¿Cómo una estalagmita guarda los secretos de las sequías que influyeron en el colapso maya?
Un equipo internacional de investigadores, liderado por la Universidad de Cambridge, ha logrado una reconstrucción climática sin precedentes del periodo conocido como el colapso maya, gracias al análisis químico de una estalagmita hallada en una cueva del norte de Yucatán. El estudio, publicado en la revista Science Advances, revela que entre los años 871 y 1021 d.C. se produjeron ocho sequías en temporada húmeda que duraron al menos tres años, siendo la más prolongada de 13 años consecutivos.
El hallazgo permite aislar, por primera vez, las condiciones específicas de lluvias en temporadas húmedas y secas de este periodo, conocido como Clásico Terminal, cuando las grandes ciudades mayas del sur fueron abandonadas y el poder político se desplazó hacia el norte, marcando el declive de una de las civilizaciones más influyentes de la antigüedad.
El método se basó en el análisis de isótopos de oxígeno contenidos en capas anuales de aproximadamente un milímetro de espesor en la estalagmita. Cada capa funciona como un registro natural del clima, ya que la composición isotópica varía en función de la cantidad de lluvia que cae en una temporada. Esto permitió a los científicos identificar con precisión no solo la existencia de sequías prolongadas, sino también su duración exacta y el momento en que ocurrieron.

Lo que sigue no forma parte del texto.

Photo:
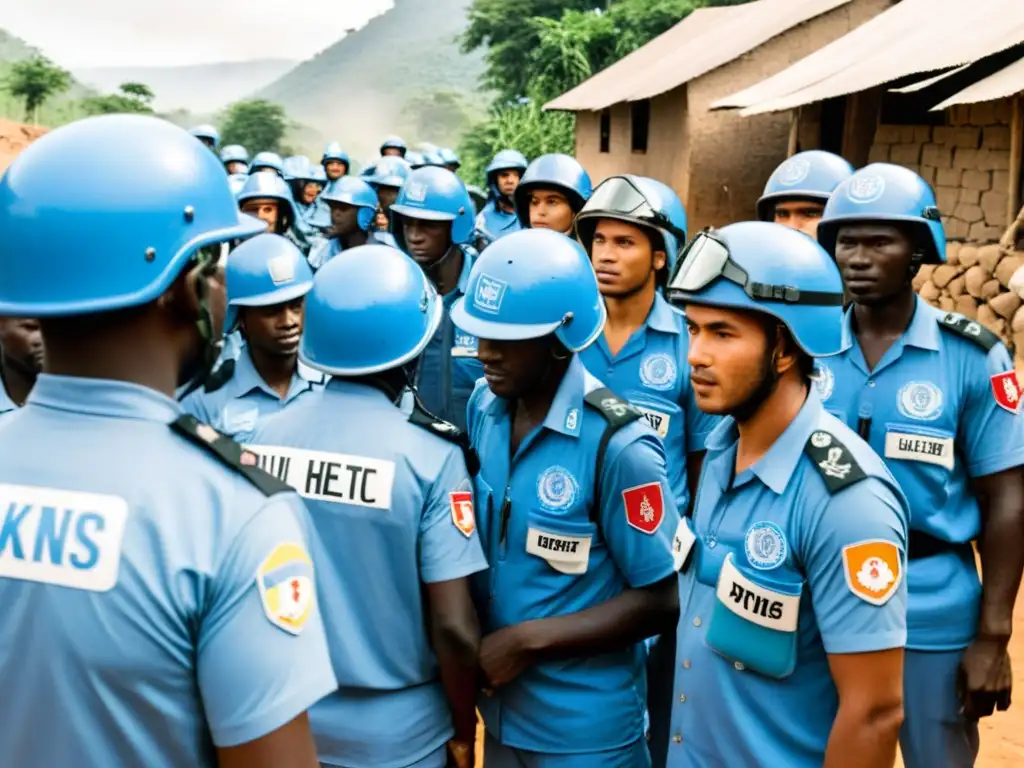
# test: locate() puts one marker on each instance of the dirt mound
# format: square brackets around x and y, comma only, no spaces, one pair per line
[14,137]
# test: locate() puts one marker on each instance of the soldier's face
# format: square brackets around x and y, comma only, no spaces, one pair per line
[727,356]
[875,260]
[515,368]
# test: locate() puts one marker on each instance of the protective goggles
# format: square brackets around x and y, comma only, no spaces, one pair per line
[707,259]
[621,198]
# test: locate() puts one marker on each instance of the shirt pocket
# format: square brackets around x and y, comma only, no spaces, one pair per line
[564,545]
[756,619]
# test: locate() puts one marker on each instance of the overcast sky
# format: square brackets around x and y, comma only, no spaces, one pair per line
[162,33]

El doctor Daniel H. James, autor principal del estudio y actualmente investigador posdoctoral en el University College London, subrayó la relevancia de este avance: “Saber el promedio anual de lluvias no dice tanto como conocer cómo fue cada temporada húmeda. Esto nos permite rastrear con exactitud cuándo y por cuánto tiempo hubo sequías en la temporada crucial para los cultivos”. Esta precisión es clave para entender el impacto agrícola y social que pudieron tener las variaciones climáticas.
Los resultados confirman que incluso con los avanzados sistemas de gestión de agua que poseían, los mayas habrían enfrentado serias dificultades ante sequías de tal magnitud. Durante los periodos más secos, la inscripción de fechas en monumentos de ciudades como Chichén Itzá se interrumpió completamente. Según James, “esto no significa necesariamente que la ciudad fuera abandonada, pero sí que la atención probablemente se centró en asegurar la supervivencia y la producción de alimentos”.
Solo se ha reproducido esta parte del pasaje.